Kupang, TIMESNTT.COM-Pelaksana Tugas (Plt) Dirut Bank NTT Yohanis Landu Praing  optimis, tren penurunan NPL bisa dipertahankan dalam dua hingga tiga bulan ke depan.

Jika demikian, Bank NTT berpeluang besar memperoleh kembali kuota penyaluran KUR UMKM dari pemerintah pusat hingga Rp1 triliun.

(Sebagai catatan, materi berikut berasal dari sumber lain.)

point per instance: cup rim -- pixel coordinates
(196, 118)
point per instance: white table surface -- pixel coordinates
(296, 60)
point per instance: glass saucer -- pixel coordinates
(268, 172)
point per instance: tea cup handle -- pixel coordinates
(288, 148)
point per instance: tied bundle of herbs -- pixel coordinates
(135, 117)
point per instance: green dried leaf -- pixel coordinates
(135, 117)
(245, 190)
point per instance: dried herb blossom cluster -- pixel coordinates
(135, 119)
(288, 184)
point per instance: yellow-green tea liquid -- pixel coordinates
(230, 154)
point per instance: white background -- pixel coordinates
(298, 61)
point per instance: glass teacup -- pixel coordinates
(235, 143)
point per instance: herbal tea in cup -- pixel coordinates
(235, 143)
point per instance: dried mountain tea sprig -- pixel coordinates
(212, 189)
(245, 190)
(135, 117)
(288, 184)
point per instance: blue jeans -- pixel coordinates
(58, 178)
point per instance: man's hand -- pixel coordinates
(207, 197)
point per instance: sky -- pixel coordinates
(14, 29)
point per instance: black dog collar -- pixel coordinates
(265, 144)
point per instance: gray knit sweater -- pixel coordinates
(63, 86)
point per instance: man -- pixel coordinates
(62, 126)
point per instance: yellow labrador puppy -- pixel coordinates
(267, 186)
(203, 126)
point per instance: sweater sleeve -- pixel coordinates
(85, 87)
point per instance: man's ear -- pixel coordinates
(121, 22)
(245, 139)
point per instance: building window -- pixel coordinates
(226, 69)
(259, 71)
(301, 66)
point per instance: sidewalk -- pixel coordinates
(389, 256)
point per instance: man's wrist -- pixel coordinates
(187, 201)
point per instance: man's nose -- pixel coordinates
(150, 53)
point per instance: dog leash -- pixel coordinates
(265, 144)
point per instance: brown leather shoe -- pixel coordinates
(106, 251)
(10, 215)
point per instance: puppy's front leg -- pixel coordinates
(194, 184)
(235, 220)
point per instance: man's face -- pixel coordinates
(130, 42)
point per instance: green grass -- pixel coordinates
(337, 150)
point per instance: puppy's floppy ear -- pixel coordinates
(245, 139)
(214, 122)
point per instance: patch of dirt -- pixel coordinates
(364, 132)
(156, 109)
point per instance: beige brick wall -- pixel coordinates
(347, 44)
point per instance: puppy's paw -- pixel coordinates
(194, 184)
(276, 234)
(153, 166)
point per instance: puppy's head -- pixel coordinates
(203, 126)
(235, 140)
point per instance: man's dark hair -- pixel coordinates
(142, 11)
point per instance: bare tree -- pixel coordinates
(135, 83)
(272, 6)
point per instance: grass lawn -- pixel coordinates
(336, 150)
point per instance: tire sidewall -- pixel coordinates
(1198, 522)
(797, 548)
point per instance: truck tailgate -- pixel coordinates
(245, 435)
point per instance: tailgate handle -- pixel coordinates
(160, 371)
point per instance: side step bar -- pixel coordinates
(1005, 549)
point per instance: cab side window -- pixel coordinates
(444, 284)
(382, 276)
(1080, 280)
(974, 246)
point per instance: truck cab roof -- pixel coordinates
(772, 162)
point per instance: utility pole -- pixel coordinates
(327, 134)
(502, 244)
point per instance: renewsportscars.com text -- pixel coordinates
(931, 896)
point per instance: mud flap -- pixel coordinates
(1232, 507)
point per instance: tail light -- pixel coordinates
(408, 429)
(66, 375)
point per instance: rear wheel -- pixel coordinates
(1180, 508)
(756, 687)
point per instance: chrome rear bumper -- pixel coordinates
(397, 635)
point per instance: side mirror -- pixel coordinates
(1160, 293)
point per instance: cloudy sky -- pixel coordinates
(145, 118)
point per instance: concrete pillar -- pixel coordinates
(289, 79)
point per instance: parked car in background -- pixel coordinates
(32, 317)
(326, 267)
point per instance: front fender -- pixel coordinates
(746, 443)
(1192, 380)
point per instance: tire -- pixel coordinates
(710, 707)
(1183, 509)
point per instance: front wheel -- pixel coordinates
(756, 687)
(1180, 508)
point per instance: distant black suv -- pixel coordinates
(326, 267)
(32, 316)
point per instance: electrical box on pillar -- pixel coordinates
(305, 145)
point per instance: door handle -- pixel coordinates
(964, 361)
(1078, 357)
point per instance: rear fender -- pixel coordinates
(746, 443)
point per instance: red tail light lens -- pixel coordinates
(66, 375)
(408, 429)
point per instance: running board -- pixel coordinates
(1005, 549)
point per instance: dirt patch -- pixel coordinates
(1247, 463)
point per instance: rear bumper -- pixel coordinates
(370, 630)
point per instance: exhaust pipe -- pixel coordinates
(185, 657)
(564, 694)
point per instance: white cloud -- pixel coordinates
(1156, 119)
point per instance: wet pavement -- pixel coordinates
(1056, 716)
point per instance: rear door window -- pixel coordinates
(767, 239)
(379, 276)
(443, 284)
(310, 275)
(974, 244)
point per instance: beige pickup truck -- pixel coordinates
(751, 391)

“Kalau angkanya stabil atau terus turun, maka kuota itu pasti kita dapat. Tapi selama tiga bulan ini kita harus jaga agar NPL-nya tidak naik lagi,” katanya usai Rapat Bersama DPRD NTT, Rabu 23 April.

Dikatakan Yohanis, selain fokus pada penyaluran KUR, Bank NTT juga tengah mendorong proses digitalisasi untuk mendukung optimalisasi Pendapatan Asli Daerah (PAD). Menurut Yohanis, digitalisasi menjadi salah satu langkah strategis dalam meningkatkan penerimaan daerah, terutama di sektor perpajakan.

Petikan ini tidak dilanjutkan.